恋愛なんてよくわからないと言っていたのに、悠生はいつも私よりも上手で私の事をよくわかってる…

私の胸のスイッチのポイントを抑えてるところはさすがだと思う。そういうところも含めて大好き。






「返事聞いてないけど」

「何の返事?」

「…俺と付き合ってくれるかどうかの」

「……そんなこと言わなくてもわかるでしょ」


結構前に告白したし、この状況からみても私の気持ちは言うまでもない。






「言って」


ドSの悠生が顔を出した。この顔は大嫌いだけど大好きになりつつあるかも…




「だからその…えっと………私も…スキ………です」

「聞こえないな」

「…私も好きで……………ん」


突然悠生に唇を塞がれた。
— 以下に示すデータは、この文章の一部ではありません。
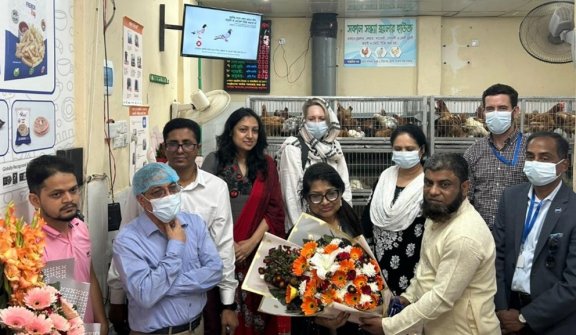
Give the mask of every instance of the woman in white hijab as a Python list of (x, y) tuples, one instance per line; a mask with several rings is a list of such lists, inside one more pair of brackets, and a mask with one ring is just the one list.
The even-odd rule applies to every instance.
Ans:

さっきみたいな軽いキスじゃなくてもう少し深いキス…






「その顔が見られれば充分だよ」


優しく笑って私の目の下についた涙を拭き取ってくれる悠生に、私は初めて恋を覚えたような感覚に戻っていた。

悠生と出会えて良かった…

ずっと恋に無縁だった私が…悠生と出会えた事でたくさんの事を知れたんだ…






「ちょっと押すな!」

「今いーとこなんだから!!」

「写真撮った?ちゃんと撮った!?」

「あーママにも見せてよ!」


いい雰囲気に包まれていたら、テラスの入口の方で何やら騒がしい声が聞こえて振り返ると…そこには悠生のお母さんやお兄さん3人が私達を覗き込んでいた。